俺が困っているのを察すると武はすぐに憎まれ口を叩くが、きっと、これは俺の推測に過ぎないけど、武は今まで他人と普通の付き合いをしてきたことがなかったんだろう。
十六歳で借金抱えて学校へ通えなくなり、体を壊すまで働いて、その後は躰を売るような仕事をして――きっと信頼できる普通の友達なんていなかったんじゃないだろうか。
俺が武としばらく暮らしていても、武の口から他人の話を聞いたことなんてない。
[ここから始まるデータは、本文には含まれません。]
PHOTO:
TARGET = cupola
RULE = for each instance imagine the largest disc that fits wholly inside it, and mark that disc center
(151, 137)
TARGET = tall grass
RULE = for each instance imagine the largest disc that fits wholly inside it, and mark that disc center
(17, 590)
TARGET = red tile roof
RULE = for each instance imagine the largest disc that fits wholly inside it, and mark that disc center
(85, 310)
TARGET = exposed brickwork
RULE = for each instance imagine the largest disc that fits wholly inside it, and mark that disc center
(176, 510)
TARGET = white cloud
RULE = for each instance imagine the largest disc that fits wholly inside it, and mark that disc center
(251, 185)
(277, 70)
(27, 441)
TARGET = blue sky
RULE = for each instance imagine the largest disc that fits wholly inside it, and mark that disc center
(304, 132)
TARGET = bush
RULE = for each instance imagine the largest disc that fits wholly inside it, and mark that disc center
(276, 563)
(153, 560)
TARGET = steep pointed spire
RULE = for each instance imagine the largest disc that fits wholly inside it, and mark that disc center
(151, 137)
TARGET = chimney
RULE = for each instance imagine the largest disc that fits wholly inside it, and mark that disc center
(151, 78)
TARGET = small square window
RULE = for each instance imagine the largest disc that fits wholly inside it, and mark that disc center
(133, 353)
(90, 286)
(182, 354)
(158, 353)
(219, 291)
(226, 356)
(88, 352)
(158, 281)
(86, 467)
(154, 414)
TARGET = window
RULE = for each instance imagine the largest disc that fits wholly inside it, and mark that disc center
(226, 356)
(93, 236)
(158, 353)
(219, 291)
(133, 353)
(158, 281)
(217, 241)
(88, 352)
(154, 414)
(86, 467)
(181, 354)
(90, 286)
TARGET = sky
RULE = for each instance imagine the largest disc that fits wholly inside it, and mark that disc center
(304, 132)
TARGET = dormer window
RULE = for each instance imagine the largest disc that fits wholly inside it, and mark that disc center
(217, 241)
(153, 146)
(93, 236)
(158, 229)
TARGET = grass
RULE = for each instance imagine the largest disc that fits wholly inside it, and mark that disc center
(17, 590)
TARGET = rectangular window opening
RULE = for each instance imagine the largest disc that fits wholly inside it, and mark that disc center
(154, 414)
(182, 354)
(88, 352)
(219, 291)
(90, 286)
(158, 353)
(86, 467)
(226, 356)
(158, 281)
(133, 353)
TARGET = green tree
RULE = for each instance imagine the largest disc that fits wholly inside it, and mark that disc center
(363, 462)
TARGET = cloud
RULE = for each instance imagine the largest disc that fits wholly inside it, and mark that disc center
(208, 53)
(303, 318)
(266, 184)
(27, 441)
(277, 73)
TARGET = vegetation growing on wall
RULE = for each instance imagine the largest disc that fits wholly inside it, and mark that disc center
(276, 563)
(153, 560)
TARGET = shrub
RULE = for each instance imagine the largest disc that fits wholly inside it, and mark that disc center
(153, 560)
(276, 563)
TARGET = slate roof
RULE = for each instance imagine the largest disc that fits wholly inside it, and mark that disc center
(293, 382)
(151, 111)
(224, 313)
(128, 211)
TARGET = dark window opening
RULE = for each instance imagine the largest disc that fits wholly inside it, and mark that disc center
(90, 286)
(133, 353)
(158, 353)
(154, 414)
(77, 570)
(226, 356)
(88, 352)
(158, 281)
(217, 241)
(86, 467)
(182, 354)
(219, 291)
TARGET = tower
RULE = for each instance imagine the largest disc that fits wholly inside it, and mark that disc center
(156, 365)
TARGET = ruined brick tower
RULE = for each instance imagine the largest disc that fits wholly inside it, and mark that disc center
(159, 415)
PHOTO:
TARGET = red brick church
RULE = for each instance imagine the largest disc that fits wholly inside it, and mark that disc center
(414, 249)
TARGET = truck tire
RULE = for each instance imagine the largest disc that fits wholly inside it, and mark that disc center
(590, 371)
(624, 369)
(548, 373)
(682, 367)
それだけで断言するのも失礼かもしれないけど。
俺達は指先ですら触れ合うことを避けた。
仲良くし過ぎてしまったり、それに気付いて急に他人行儀になったり、こんなに相手を意識しすぎた友人関係なんて実際にはない。俺はそんなことを時々思っては、一人で笑った。
だけどこんな風に出来損ないの友人関係を続けることで、改めて相手のことや、そして自分の気持ちを見つめなおすことが出来そうだ。
「俺、今日返り遅くなる」
朝食中に俺が思い出して言うと、弾かれたように武が顔を上げた。
「ああ、……そう」
今日は珍しく二人の休みが重なって、きっとトモダチじゃない、前の関係のままだったら一日中二人で部屋の中、ベッドの中でゴロゴロし続けていたんだろう。
武だってきっと、今、わがままを言って見せたはずだ。以前のままの関係だったら。
「大学の頃の友達と飲み会でさ」
武は、皿の上に伏せたフォークに視線を伏せてうん、と相槌を打つ。
その伏せた睫が寂しそうで、俺はまた、困ってしまう。
逡巡した後、俺はこのゲームの審判がいるわけでもないのに、さりげなく武に身を寄せると、そっぽを向いたまま小声で
「ゲームクリアしたら、今度一緒に呑みに行こう。けっこう頻繁に会ってるんだ、大学の奴らと」
内緒話をするように囁くと、武は俺のわざとらしい様子にぶっと噴き出した。大きく口を開けて笑う。
「うん」
無邪気な笑顔。今すぐにでもこのゲームが終わってくれたら、その頬を撫でて、抱き締めてしまいそうなくらい。
……いつ終わるんだろうな、このゲームは。
終わる条件は判っているけど、それがいつまでかかるのか俺には判らない。半年先なのか、明日なのか、それとも六年先なのかも。